Das Problem mit der Gewalt

„Das erste Dekret der Kommune war daher die Unterdrückung des stehenden Heeres und seine Ersetzung durch das bewaffnete Volk.“
Seit wir Menschen wurden, haben wir ein Problem mit der Gewalt.
Wir haben dies deswegen, weil das Menschwerdungsprogramm eben zuallererst bedeutet, dass an die Stelle von Instrinktsteuerung Kultur tritt.
Wir schaffen diese Kultur und der wesentlichste Bestandteil jeder Kultur ist die Frage, wie wir miteinander umgehen, wie wir Streit, den wir immer haben werden, unterschiedliche Interessen und Konflikte lösen.
Darauf haben wir im Laufe unserer bisherigen Geschichte nicht eine einzige Antwort gefunden, sondern ziemlich viele und nicht wenige davon beruhten auf dem Vorrecht des Stärkeren.
Es gab aber auch von Anfang an andere Antworten, Antworten die auf Liebe, Achtung und Zuneigung beruhen.
Gerade solche Gesellschaften haben große kulturelle Leistungen vollbracht, Tiere und Pflanzen gezähmt und damit frühe Wohlstandsgesellschaften geschaffen.
Die Gestalt der Frau Holle alias Freia alias Venus erinnert noch an dieses verlorene Paradies.
Doch dieses Paradies war nicht von Dauer, weil aus Jägergesellschaften Kriegergesellschaften wurden und weil dies der Anfang war, jene entscheidende Arbeitsteilung aus der letzlich die Klassengesellschaften entstanden.
Dass die Bourgeoisie alles durch bare Zahlung ersetzt hat, wie Marx und Engels im Kommunistischen Manifest erklären, war nicht immer ein Verlust für die Menschheit.
Dass in Florenz aus dem Krieger, dem Ritter, ein Condottiere wurde unterwarf die Herrschaft der Krieger der Herrschaft des Geldes.
Und so lernten die Schweizer Bauern, nach dem sie sich oft genug bei fremden Herren für Kriegsdienst verdingen mussten, schließllich auf eigene Rechnung kämpfen und eröffneten damit ein neues Zeitalter der Volksherrschaft.
Diesem Schweizer Vorbild verdankt sich auch die Idee der Milizen und der Abschaffung der stehenden Heere. Einer Idee, die nicht nur die Kommune hatte, sondern der auch Engels bis an sein Lebensende treu geblieben ist.

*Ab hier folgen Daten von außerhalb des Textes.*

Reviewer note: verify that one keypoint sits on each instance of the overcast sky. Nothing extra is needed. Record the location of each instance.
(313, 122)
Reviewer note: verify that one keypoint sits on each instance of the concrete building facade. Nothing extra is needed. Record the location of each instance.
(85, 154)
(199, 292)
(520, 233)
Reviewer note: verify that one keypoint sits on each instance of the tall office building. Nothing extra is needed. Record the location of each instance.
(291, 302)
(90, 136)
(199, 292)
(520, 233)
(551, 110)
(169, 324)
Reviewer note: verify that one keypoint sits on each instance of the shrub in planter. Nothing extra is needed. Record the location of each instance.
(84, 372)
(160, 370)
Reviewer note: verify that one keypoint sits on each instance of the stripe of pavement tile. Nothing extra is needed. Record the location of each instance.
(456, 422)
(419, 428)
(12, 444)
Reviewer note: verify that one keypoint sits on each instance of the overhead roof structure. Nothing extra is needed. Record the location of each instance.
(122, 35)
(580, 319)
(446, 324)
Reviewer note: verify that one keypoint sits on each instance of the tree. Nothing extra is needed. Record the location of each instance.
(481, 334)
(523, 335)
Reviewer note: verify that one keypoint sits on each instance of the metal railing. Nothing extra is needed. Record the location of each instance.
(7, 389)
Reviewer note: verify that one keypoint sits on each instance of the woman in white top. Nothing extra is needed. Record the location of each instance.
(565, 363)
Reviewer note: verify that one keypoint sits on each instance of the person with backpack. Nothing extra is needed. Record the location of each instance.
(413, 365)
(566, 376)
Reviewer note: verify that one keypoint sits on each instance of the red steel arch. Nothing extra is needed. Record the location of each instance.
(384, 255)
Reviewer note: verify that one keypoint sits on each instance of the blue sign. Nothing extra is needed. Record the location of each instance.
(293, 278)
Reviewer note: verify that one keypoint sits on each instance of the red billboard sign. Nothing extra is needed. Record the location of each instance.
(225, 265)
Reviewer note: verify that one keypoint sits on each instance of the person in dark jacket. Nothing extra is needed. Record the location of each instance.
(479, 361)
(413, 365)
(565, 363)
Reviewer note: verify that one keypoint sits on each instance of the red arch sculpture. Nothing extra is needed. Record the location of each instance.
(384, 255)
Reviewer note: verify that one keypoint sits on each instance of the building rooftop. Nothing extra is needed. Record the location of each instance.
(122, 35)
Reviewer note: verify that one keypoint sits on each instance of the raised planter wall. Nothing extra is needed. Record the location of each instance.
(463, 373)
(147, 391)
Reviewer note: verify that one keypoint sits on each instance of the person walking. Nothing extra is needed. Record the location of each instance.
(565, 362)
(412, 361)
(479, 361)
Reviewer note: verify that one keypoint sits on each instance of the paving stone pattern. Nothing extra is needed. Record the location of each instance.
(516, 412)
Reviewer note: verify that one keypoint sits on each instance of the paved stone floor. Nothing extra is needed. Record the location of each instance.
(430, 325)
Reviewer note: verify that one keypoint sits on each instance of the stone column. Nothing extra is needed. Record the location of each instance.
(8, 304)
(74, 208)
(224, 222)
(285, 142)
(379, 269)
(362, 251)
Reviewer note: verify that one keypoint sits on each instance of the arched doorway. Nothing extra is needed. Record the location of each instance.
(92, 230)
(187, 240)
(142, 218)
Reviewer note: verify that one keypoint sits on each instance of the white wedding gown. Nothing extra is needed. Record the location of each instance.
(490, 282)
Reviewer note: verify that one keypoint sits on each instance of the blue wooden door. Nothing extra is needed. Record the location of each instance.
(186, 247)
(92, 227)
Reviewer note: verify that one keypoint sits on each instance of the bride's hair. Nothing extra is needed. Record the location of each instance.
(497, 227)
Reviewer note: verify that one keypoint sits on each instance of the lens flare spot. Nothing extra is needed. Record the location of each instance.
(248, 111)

Letzten Endes muss es aber um die Abschaffung und nicht um die Demokratisierung des Krieges gehen. Dass jeder ein Gewehr im Schrank hat, macht die Welt nicht sicherer. Und die Unfähigkeit der Bundeswehr und der mit ihr verbandelten Rüstungsindustrie eine bezahlbare Drohne (bezahlbar gemessen am Staatsetat, nicht an unserem Geldbeutel!) zu bauen, ändert nichts daran, dass die Computerzeitschriften inzwischen voll sind mit Bauanleitungen für Drohnen zum selber bauen. Und natürlich lassen sich auch solche selbstgebastelte Drohnen als Waffen einsetzen.
Es geht somit mehr darum die Waffen ein zu sammeln als sie allgemein zugänglich zu machen. Dabei existiert das Problem des „dual use“ in jedem Drogerie-Markt, so dass wir politisch und gegebenenfalls mit Polizeigewalt verhindern müssen, dass jeder Idiot einen Privatkrieg mit selbstgebastelten Bomben beginnen kann.

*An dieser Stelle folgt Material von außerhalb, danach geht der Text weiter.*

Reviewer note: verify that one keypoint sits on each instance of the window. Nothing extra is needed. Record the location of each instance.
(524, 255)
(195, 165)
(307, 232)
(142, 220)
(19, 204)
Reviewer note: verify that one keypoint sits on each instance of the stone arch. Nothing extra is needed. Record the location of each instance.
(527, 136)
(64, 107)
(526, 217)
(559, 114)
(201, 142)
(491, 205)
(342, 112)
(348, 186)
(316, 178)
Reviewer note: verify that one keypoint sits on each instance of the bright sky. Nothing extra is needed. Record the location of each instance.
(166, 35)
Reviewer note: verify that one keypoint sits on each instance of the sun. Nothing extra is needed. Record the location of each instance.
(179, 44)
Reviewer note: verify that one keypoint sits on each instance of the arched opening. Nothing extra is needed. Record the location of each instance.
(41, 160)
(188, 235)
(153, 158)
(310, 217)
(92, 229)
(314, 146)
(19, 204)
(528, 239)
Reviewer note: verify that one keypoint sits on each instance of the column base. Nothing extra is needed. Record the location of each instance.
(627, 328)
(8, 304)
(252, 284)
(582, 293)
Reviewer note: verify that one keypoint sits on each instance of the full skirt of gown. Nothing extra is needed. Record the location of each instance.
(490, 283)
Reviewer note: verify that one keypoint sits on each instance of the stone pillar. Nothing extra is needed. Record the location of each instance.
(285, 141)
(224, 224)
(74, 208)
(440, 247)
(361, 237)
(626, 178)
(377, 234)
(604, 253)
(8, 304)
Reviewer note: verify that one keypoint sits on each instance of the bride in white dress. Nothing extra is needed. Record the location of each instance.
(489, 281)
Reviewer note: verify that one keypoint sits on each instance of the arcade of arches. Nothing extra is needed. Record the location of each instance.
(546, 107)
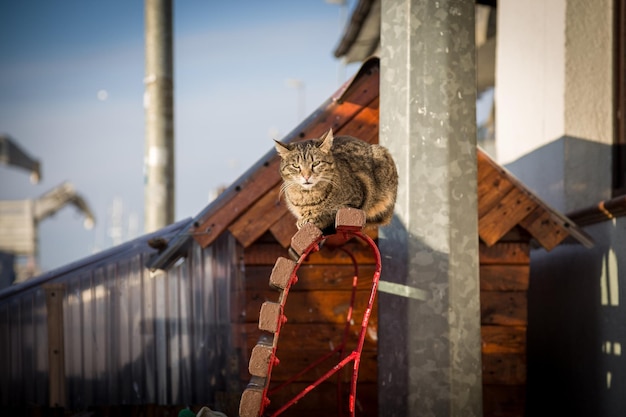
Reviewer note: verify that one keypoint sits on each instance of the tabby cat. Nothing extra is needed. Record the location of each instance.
(320, 176)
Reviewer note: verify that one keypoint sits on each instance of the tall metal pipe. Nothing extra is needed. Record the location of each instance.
(159, 116)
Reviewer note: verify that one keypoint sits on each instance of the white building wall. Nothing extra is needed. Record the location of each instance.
(554, 100)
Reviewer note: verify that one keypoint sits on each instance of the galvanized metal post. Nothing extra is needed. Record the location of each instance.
(159, 113)
(429, 305)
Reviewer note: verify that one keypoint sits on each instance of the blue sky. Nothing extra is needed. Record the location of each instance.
(232, 60)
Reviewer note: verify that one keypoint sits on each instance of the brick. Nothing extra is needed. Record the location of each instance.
(349, 219)
(250, 404)
(304, 237)
(270, 316)
(281, 273)
(260, 359)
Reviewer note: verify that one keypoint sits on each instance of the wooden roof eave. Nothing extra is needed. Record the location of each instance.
(513, 204)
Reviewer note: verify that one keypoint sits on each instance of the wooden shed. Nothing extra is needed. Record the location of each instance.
(511, 219)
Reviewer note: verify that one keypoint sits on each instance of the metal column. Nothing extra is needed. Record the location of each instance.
(159, 108)
(429, 306)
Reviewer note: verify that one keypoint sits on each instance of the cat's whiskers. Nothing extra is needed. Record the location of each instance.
(285, 186)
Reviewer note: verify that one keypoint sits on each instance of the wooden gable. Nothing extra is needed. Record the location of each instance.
(510, 216)
(252, 205)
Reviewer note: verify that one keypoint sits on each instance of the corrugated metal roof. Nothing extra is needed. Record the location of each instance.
(130, 336)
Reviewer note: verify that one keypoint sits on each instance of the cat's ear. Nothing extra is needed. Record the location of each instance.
(282, 149)
(326, 141)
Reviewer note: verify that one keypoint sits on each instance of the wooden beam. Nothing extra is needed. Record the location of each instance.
(509, 211)
(56, 349)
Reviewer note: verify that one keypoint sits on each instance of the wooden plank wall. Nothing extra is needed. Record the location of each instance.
(316, 311)
(504, 277)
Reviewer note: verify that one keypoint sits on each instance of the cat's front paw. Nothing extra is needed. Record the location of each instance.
(302, 222)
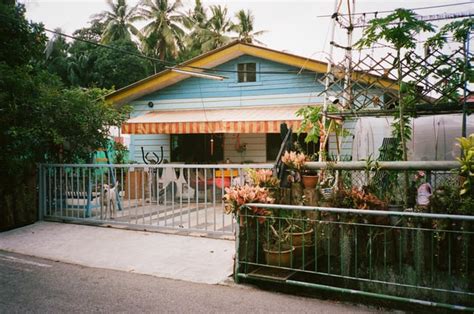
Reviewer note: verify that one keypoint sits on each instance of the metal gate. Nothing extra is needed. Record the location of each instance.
(174, 197)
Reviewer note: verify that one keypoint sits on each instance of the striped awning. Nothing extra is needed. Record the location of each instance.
(234, 120)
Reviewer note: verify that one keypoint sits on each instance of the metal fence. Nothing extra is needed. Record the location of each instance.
(182, 197)
(399, 256)
(391, 182)
(349, 240)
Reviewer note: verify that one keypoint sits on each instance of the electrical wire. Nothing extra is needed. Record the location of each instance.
(168, 64)
(388, 11)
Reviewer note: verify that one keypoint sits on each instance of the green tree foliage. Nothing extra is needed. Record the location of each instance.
(20, 40)
(118, 21)
(57, 56)
(191, 43)
(116, 69)
(399, 29)
(41, 120)
(216, 32)
(244, 27)
(164, 27)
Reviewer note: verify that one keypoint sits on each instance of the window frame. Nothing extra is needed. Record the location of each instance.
(236, 82)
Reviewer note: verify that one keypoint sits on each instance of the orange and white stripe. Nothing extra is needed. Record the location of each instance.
(241, 120)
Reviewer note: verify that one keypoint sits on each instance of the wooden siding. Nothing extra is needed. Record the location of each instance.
(256, 147)
(150, 143)
(270, 89)
(346, 145)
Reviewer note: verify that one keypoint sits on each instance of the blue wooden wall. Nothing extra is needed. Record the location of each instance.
(270, 89)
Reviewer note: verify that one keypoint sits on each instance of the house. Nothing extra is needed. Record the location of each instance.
(236, 118)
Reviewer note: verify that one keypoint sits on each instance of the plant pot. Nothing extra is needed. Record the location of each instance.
(275, 257)
(307, 249)
(394, 220)
(310, 181)
(297, 238)
(327, 193)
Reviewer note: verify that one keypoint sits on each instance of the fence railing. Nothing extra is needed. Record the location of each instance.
(421, 258)
(176, 196)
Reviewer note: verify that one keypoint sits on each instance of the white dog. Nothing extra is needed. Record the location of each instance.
(109, 199)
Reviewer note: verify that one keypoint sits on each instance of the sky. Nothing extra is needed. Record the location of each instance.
(291, 25)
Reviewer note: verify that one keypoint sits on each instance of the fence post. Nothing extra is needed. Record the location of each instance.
(41, 191)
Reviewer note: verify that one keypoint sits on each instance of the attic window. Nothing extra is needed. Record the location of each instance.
(247, 72)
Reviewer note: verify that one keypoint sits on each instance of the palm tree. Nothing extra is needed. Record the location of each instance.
(215, 34)
(244, 28)
(162, 33)
(118, 21)
(194, 21)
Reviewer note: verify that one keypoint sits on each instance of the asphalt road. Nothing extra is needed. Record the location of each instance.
(33, 285)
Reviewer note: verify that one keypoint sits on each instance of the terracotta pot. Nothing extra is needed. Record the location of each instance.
(310, 182)
(280, 258)
(297, 238)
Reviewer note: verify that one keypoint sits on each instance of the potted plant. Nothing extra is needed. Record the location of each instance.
(295, 162)
(278, 251)
(466, 161)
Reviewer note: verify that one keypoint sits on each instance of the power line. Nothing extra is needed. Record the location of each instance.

Natürlich lassen sich Marx und Engels bei ihrer Forderung nach Abschaffung der stehenden Heere auch von der Erfahrung leiten, dass die bewaffnete Gewalt immer ein Instrument der Ausbeutung und der Unterdrückung war und ist.

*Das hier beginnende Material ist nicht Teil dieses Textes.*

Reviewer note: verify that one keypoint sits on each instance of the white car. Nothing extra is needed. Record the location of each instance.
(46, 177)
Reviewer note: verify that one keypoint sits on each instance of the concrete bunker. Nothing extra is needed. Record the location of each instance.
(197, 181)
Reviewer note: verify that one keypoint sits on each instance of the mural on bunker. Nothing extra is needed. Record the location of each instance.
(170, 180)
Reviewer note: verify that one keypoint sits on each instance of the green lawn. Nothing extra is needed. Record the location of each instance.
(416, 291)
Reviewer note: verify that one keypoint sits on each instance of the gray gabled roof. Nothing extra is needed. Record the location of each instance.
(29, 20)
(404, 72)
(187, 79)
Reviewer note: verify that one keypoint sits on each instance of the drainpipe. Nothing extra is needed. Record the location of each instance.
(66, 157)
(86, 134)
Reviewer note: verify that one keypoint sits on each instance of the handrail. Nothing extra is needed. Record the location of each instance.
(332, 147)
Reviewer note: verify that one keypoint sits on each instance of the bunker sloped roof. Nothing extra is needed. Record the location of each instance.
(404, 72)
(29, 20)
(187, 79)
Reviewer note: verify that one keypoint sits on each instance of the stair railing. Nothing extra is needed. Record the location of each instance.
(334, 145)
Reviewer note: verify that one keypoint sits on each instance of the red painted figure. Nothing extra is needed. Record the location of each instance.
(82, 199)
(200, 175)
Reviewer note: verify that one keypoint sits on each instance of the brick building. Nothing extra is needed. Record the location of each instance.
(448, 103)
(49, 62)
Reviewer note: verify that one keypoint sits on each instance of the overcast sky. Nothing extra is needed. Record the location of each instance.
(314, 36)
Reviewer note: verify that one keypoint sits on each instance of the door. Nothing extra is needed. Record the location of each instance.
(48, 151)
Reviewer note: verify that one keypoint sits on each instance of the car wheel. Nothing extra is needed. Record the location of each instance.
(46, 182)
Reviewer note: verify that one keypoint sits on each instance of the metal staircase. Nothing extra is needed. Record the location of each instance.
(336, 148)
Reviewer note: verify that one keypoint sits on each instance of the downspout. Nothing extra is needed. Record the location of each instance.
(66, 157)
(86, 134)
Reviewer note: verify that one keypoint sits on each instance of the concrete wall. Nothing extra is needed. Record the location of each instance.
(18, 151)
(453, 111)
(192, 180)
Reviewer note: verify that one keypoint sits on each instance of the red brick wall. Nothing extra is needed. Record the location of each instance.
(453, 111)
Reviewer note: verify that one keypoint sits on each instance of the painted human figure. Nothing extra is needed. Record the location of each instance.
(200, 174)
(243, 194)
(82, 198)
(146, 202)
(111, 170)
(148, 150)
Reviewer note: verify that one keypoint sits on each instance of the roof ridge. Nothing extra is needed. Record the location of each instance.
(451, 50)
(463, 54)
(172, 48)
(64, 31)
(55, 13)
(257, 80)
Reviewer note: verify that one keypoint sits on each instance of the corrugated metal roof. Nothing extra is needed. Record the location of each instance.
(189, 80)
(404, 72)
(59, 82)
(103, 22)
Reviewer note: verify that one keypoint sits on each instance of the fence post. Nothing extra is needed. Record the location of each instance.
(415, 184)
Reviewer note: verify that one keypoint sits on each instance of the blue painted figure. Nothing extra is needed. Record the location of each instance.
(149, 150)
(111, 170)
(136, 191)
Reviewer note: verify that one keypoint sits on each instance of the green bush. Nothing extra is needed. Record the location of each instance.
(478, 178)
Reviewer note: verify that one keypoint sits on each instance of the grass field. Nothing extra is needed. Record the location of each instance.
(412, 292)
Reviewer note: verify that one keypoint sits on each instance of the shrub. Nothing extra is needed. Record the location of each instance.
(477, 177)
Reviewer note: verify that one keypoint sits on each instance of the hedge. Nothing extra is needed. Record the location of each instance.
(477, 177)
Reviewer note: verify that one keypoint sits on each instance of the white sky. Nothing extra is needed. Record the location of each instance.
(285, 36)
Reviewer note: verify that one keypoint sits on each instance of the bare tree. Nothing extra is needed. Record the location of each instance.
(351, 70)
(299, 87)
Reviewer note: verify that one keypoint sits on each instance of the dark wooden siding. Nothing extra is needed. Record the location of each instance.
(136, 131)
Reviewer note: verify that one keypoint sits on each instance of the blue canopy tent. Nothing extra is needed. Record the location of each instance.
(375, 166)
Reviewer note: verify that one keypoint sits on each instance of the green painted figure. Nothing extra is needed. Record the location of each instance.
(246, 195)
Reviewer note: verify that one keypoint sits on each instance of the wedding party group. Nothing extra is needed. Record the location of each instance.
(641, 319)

Allerdings bedroht uns aktuell die privatisierte Gewalt von Verbrechern, vor allem von organisierten Verbrechen mindestens so sehr wie ein Mißbrauch staatlicher Gewalt.
Vor beidem müssen wir uns schützen.
Dabei kommt der Ächtung der Gewalt sowohl in innerstaatlichen als auch in zwischenstaatlichen Konflikten eine Schlüsselrolle zu.
Jedes, auch das repressivste, System braucht ein Minimum an Akzeptanz sowohl bei der eigenen Bevölkerung als auch beim Rest der Welt.
Auf solche Regimes wirtschaftlichen und moralischen Druck aus zu üben ist in aller Regel die bessere Strategie. Die Aussage, dass Sanktionen nichts bewirken, ist bisher durch mehrere Beispiele eindrucksvoll widerlegt. Man braucht halt Zeit und Geduld.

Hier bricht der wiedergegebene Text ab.